Tools for the Childhood Obesity Data Initative (CODI) Linkage Agent to use to accept garbled input from data owners / partners, perform matching and generate network IDs. This can also be thought of as Semi-Trusted Third Party (STTP) tools.

These tool facilitate a Privacy Preserving Record Linkage (PPRL) process. They build on the open source anonlink software package.

Installation

anonlink-entity-service

The primary dependency of these tools is on the anonlink-entity-service. This software package provides a web service for accessing anonlink's matching capabilites. This software must be installed for the Linkage Agent Tools to work. Install instructions can be found on the anonlink-entity-service Deployment page

After following the install instructions in the anonlink-entity-service documentation, you can confirm it is working if the API call to /api/v1/status responds as described in the example at https://anonlink-entity-service.readthedocs.io/en/stable/local-deployment.html to clarify when entity service is up and running correctly.

MongoDB

Linkage Agent Tools uses MongoDB to store results obtained from the anonlink-entity-service. Install MongoDB by downloading the community version.

Dependency Overview

Linkage Agent Tools is a set of scripts designed to interact with the previously mentioned anonlink-entity-service. They were created and tested on Python 3.7.4. The tools rely on two libraries: Requests and pymongo.
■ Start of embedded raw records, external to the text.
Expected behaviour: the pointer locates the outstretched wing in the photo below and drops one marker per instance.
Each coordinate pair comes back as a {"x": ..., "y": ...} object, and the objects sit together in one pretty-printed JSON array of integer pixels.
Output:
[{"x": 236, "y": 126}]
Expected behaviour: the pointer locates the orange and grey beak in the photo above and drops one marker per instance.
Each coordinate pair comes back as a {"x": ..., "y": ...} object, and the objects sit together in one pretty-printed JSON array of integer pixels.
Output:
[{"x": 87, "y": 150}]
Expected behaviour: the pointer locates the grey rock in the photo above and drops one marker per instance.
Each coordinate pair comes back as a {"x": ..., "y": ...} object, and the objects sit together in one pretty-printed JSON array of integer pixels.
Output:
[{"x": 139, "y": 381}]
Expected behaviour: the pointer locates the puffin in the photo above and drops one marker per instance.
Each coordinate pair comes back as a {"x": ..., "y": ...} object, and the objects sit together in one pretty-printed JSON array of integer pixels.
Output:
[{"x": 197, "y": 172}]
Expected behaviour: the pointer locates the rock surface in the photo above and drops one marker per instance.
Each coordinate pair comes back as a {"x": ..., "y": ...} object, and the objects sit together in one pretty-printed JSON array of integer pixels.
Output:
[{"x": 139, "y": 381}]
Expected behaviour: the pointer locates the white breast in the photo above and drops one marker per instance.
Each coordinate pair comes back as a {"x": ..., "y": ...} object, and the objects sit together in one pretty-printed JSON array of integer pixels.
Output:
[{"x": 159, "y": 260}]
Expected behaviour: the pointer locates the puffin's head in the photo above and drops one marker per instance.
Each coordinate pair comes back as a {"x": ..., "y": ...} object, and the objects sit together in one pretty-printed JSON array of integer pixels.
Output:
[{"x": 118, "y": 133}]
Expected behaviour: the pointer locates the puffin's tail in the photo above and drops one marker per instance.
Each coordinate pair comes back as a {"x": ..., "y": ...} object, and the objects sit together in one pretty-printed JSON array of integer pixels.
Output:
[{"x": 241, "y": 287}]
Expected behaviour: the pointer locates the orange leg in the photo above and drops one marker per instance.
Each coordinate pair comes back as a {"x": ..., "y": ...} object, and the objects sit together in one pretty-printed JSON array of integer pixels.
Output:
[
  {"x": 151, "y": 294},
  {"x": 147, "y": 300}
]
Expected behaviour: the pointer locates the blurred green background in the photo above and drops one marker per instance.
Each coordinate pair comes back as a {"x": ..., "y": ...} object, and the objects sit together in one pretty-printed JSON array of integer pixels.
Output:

Requests is a library that makes HTTP requests. This is used for the tools to communicate with the web service offered by the anonlink-entity-service.

pymongo is a Python client library for MongoDB.

Linkage Agent Tools contains a test suite, which was created using pytest.

Installing with an existing Python install

Cloning the Repository

Clone the project locally as a Git repository

git clone https://github.com/mitre/linkage-agent-tools.git

Or download as a zip file:

  1. Click this link to download the project as a zip or use the "Clone or download" button on GitHub.
  2. Unzip the file.

Set up a virtual environment (Optional, but recommended)

It can be helpful to set up a virtual environment to isolate project dependencies from system dependencies. There are a few libraries that can do this, but this documentation will stick with venv since that is included in the Python Standard Library.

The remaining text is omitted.